Future Service Design: Empowering Service Design to Improve Outcomes
Cybelle Buursink, Director for Future Service Design for the Australian Government Department of Human Services, is applying design-thinking approaches to the country’s civil services. She and her team are creating new, people-centered service concepts that will ensure all Australians can access the vital government services they need, in a timely and effective manner. Through her work, Cybelle has learned the following lessons:
- It’s critical for service designers to quickly move on from initial exploratory phases to tangible outcomes, especially in government work where change inherently takes longer.
- It’s necessary to balance the integrity of the design process with the reality of the bureaucracy and know when it’s important to be a purist and when to change an approach to meet the unique needs of a culture.
- Leadership must understand that a specific change won’t be perfect at its first rollout. This is a significant mindshift for organizations who expect to encounter no problems when doing something new.
Meaning Plus Metrics = Magic
Another highlight of the conference was the idea of demonstrating the value of service design to a business.
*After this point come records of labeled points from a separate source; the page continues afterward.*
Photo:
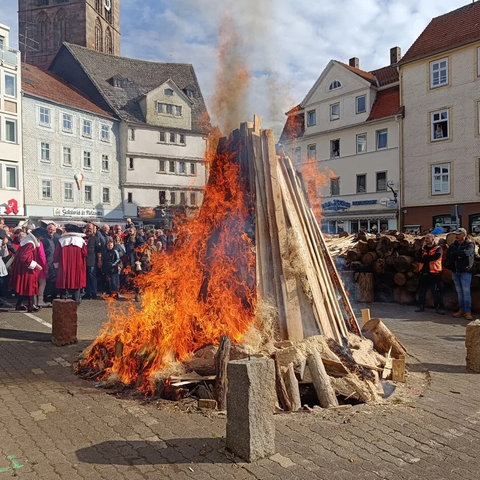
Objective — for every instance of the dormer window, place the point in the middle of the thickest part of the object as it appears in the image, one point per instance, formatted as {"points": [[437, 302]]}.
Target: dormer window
{"points": [[335, 84]]}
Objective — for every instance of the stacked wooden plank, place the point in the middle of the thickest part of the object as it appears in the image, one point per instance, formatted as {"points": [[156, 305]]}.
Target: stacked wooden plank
{"points": [[294, 268]]}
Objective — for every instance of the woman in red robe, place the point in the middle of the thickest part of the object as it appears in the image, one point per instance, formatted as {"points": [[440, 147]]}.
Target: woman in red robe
{"points": [[69, 259], [24, 278]]}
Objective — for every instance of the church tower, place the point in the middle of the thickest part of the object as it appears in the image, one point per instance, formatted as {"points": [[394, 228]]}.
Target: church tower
{"points": [[44, 24]]}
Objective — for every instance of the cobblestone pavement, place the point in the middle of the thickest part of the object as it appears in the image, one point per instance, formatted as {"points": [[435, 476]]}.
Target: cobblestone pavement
{"points": [[55, 425]]}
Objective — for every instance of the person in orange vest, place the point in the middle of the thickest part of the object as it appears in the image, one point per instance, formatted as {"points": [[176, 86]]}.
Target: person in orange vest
{"points": [[430, 269]]}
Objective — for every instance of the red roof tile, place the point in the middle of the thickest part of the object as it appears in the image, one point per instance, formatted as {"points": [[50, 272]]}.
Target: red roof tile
{"points": [[387, 103], [362, 73], [50, 87], [452, 30]]}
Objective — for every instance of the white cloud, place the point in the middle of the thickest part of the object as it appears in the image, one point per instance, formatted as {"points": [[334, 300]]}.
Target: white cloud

While numbers and math are typically frightening words to designers, Zilver Innovation’s Erik Roscam Abbing did a fantastic job of removing fear and anxiety from these topics in his presentation “Meaning Plus Metrics = Magic.” He outlined the role of a service designer in ensuring the business value of their work, as follows:
- Marry a service’s value to the business with its value to customers.
- Focus on parts of the service experience that really matter.
- Set clear service goals and measure their effects and impact.
Erik then detailed how to measure the impact of service design on a company, as follows:
- Happier customers help promote a company’s services to others, buy more and linger longer, and become easier to serve. You can measure the success of happier customers through metrics such as net promoter scores, brand preference, cross-sells and up-sells, and churn.
- Efficient processes enable companies to sustain low costs, keep current customers and gain new customers, lead to fewer customer complaints, and leave room for personalized customer care. You can measure efficiency through call resolution rates and times, employee satisfaction, and case times.
- Aligned internal organizations allow cooperation between departments, increase creativity and efficiency in solving issues, and integrate better with partners and suppliers. You can measure alignment through supplier satisfaction and the numbers of cross-departmental initiatives, internal or external complaints, and innovations.
The Importance of Redefining Service Design
The last conference presentation that I think is important to summarize is that of the SDN’s founder, Birgit Mager. She recapped the conference talks by defining themes that she believes the organization and the service design community will need to explore in the future.
She began by explaining that, when she first started defining the concept of service design years ago, she searched on Google for service design and garnered zero results. Now, there are almost 1.5 million results. However, these include a mixed bag of IT companies, marketers, and architects who all claim to do service design. Therefore, Birgit believes that the edges of the current definition of service design are fuzzy, so the SDN and the service design community need to begin fine-tuning its definition. One critical first step in this process is reassessing the value that service design brings to an organization.
Historically, the focus of service design has been on the customer. However, in many of the conference presentations, Birgit saw the need to shift our focus to the value service design brings to a business.
Another theme Birgit noticed throughout the presentations was that the interface level of service design is becoming a commodity—for example, a car-sharing digital service. The strategic level of service design is the level at which the service design community needs to function to illustrate its true value.